Reduction in OpenMP with GMP/ARB matrices

I want to parallelize a program that I have written which calculates a series involving matrix and vector products with the result being a vector. Since arguments become very small and large, I use ARB (based on GMP, MPFR and flint) to prevent Loss of significance. Also, since series elements are independent, matrix dimensions are not big, but the series needs to be evaluated upto 50k elements, it makes sense to have a number of threads compute a few elements of the series each, i.e. 5 threads could each compute 10k elements in parallel and then add up the resulting vectors.

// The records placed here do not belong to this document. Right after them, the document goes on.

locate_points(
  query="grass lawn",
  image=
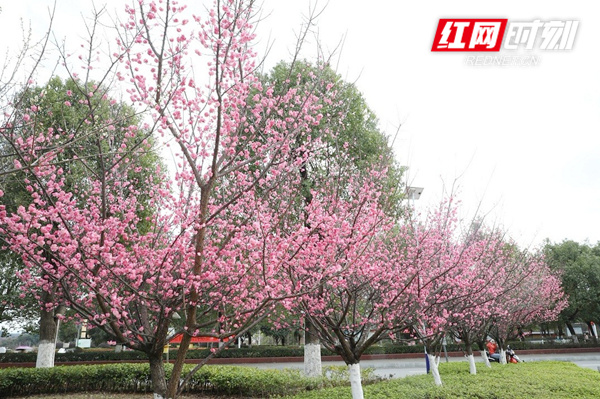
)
(523, 380)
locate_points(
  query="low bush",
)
(135, 378)
(556, 380)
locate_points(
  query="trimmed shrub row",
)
(135, 378)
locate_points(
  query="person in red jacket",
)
(492, 347)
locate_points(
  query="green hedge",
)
(135, 378)
(548, 380)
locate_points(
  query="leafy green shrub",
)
(258, 351)
(560, 380)
(135, 378)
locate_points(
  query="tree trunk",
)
(572, 331)
(312, 352)
(470, 357)
(47, 344)
(592, 329)
(157, 375)
(486, 360)
(355, 381)
(433, 364)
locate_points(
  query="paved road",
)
(395, 368)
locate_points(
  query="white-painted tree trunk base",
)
(355, 381)
(472, 367)
(312, 360)
(485, 359)
(45, 356)
(433, 366)
(502, 356)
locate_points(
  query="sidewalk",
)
(396, 368)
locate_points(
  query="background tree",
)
(579, 268)
(352, 143)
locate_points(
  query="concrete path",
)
(395, 368)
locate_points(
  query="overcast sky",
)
(522, 140)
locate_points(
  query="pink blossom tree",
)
(221, 232)
(532, 294)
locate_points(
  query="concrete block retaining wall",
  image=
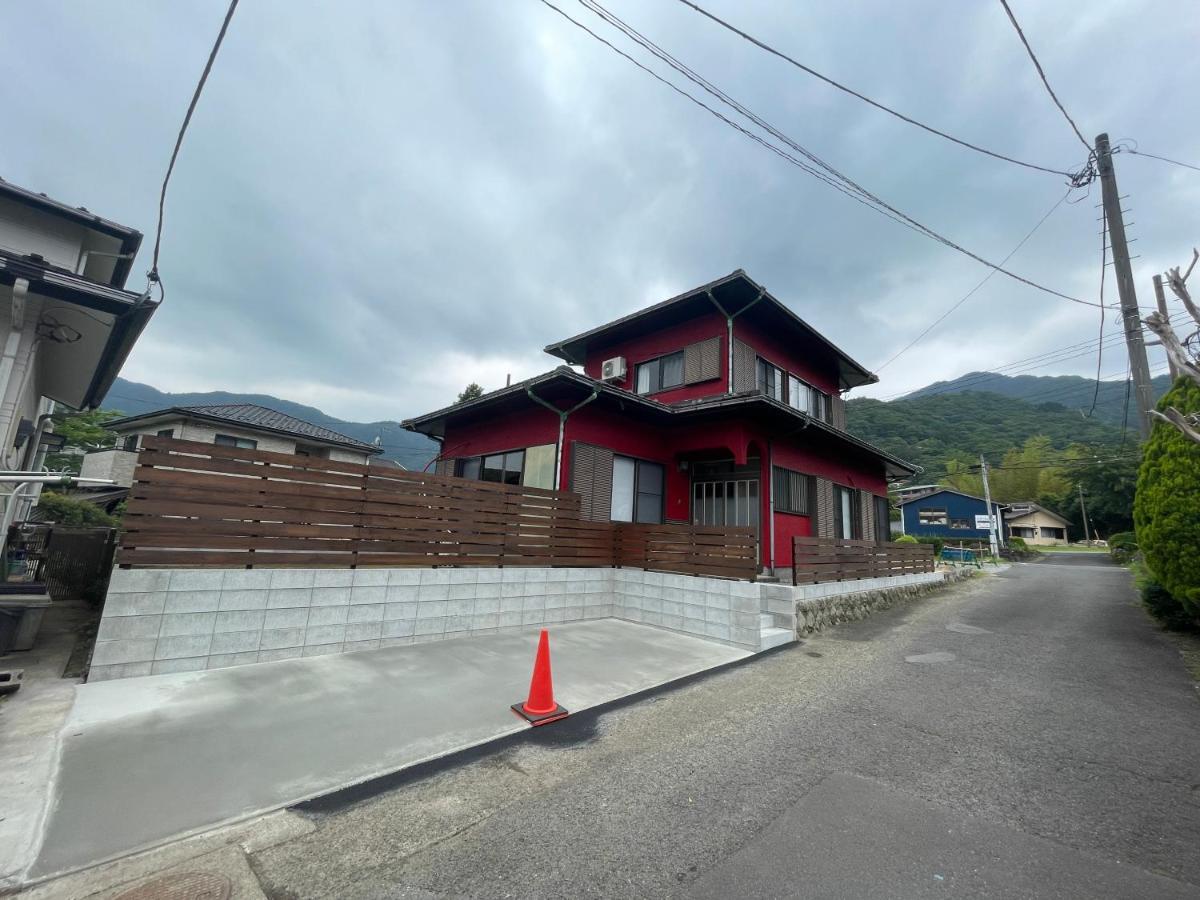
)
(159, 621)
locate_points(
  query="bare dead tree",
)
(1185, 361)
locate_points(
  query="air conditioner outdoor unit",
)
(613, 370)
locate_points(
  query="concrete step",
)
(771, 637)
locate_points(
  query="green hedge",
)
(1167, 505)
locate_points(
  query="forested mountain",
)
(1071, 391)
(933, 430)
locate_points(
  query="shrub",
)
(60, 509)
(1167, 505)
(939, 543)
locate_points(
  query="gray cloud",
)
(378, 203)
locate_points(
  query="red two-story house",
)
(717, 407)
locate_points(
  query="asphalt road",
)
(1026, 735)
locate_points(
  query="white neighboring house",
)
(67, 321)
(245, 425)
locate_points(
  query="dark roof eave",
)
(559, 348)
(427, 424)
(125, 333)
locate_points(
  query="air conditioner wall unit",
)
(613, 370)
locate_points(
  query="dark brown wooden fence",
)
(691, 550)
(204, 505)
(815, 559)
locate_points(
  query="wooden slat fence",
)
(205, 505)
(816, 559)
(691, 550)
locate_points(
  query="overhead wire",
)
(1042, 75)
(153, 275)
(1099, 349)
(846, 184)
(851, 91)
(971, 293)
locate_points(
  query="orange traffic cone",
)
(540, 707)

The issue is now that the ARB function to add up vectors and matrices is not a standard operation that can be used withtin an openmp reduction easily. When I naively try to write a custom reduction, g++ complains about the void type, since operations in ARB do not have a return value:

void arb_add(arb_t z, const arb_t x, const arb_t y, slong prec)¶

will calculate and set z to z=x+y with a precision of prec bits, but arb_add itself is s a void function.

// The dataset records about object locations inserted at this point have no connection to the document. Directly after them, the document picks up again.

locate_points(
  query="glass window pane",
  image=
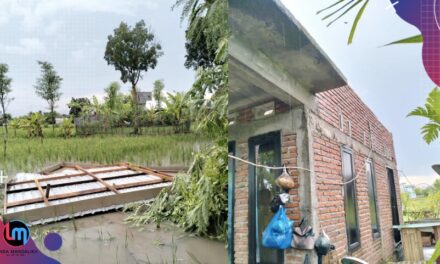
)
(372, 198)
(266, 190)
(350, 199)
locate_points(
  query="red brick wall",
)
(328, 170)
(344, 101)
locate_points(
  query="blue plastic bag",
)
(278, 234)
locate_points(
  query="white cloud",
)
(53, 28)
(25, 46)
(420, 180)
(32, 13)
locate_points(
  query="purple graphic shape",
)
(27, 254)
(53, 241)
(425, 15)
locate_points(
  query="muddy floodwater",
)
(106, 239)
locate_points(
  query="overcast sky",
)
(72, 35)
(391, 80)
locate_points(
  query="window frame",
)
(350, 245)
(377, 234)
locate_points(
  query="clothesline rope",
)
(301, 168)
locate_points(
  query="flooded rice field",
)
(104, 238)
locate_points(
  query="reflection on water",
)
(105, 238)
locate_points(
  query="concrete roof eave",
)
(267, 29)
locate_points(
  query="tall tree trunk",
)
(5, 136)
(52, 117)
(135, 109)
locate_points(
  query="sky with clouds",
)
(72, 34)
(391, 80)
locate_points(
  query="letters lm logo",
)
(16, 233)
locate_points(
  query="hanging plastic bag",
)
(278, 234)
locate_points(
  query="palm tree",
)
(431, 111)
(341, 8)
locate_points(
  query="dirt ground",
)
(104, 238)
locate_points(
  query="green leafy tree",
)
(197, 200)
(112, 98)
(15, 124)
(5, 89)
(133, 51)
(76, 106)
(430, 111)
(177, 108)
(206, 28)
(48, 87)
(157, 93)
(34, 125)
(67, 127)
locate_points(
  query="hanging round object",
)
(285, 181)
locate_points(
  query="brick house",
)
(289, 104)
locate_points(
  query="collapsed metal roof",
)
(70, 190)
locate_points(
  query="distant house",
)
(59, 120)
(143, 97)
(409, 189)
(289, 104)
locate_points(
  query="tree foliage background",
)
(197, 200)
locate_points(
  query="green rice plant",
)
(196, 201)
(436, 254)
(29, 155)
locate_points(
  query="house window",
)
(372, 198)
(351, 219)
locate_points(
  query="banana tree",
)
(431, 111)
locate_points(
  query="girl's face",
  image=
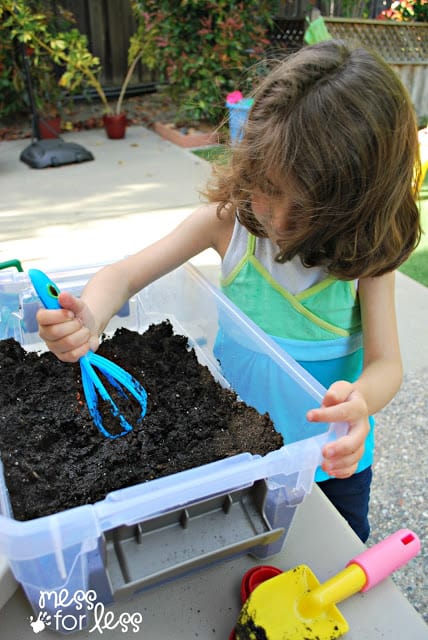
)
(272, 212)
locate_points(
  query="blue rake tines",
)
(93, 386)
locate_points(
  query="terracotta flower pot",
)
(49, 127)
(115, 125)
(189, 140)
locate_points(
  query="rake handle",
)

As an example: a random for-loop for a similar problem looks like this (my actual program is different of course)

[...]

arb_mat_t RMa,RMb,RMI,RMP,RMV,RRes;

arb_mat_init(RMa,Nmax,Nmax); //3 matrices
arb_mat_init(RMb,Nmax,Nmax);
arb_mat_init(RMI,Nmax,Nmax);
arb_mat_init(RMV,Nmax,1);  // 3 vectors
arb_mat_init(RMP,Nmax,1);
arb_mat_init(RRes,Nmax,1);

[...]

//Result= V + ABV +(AB)^2 V + (AB)^3 V + ...
//in my actual program A and B would be j- and k-dependent and would
//include more matrices and vectors

#pragma omp parallel for collapse(1) private(j)
for(j=0; j<jmax; j++){
        arb_mat_one(RMI); //sets the matrix RMI to 1
        for(k=0; k<j; k++){ 
            Qmmd(RMI,RMI,RMa,Nmax,prec); //RMI=RMI*RMa
            Qmmd(RMI,RMI,RMb,Nmax,prec); //RMI=RMI*RMb
            cout << "j=" << j << ",   k=" << k << "\r" << flush;
        }

        Qmvd(RMP,RMI,RMV,Nmax,prec);     //RMP=RMI*RMV
        arb_mat_add(RRes,RRes,RMP,prec); //Result=Result + RMP        
}

[...]

which of course breaks down when using more than 1 thread because I did not specify a reduction on RRes. Here Qmmd() and Qmvd() are self-written matrix-matrix and matrix-vector product functions, and RMa, RMb, and RMV are random matrices and vectors, resp.

The idea is now to reduce RRes, such that each thread can compute a private version of RRes including a fraction of the final result, before adding them all up using arb_mat_add. I could write a function matrixadd(A,B) to compute A=A+B

void matrixadd(arb_mat_t A, arb_mat_t B) {
    arb_mat_add(A,A,B,2000); 
//A=A+B, the last value is the precision in bits used for that operation
}

and then eventually

#pragma omp declare reduction \
(myadd : void : matrixadd(omp_out, omp_in))
#pragma omp parallel for private(j) reduction(myadd:RRes) 
for(j=0; j<jmax; j++){
        arb_mat_one(RMI);
        for(k=0; k<j; k++){
            Qmmd(RMI,RMI,RMa,Nmax,prec);
            Qmmd(RMI,RMI,RMb,Nmax,prec);
            cout << "j=" << j << ",   k=" << k << "\r" << flush;
        }

        Qmvd(RMP,RMI,RMV,Nmax,prec); 
        matrixadd(RRes,RMP);        
}

Gcc is not happy with this:

main.cpp: In function ‘int main()’:
main.cpp:503:46: error: invalid use of void expression
     (myadd : void : matrixadd(omp_out, omp_in))
                                          ^
main.cpp:504:114: error: ‘RRes’ has invalid type for ‘reduction’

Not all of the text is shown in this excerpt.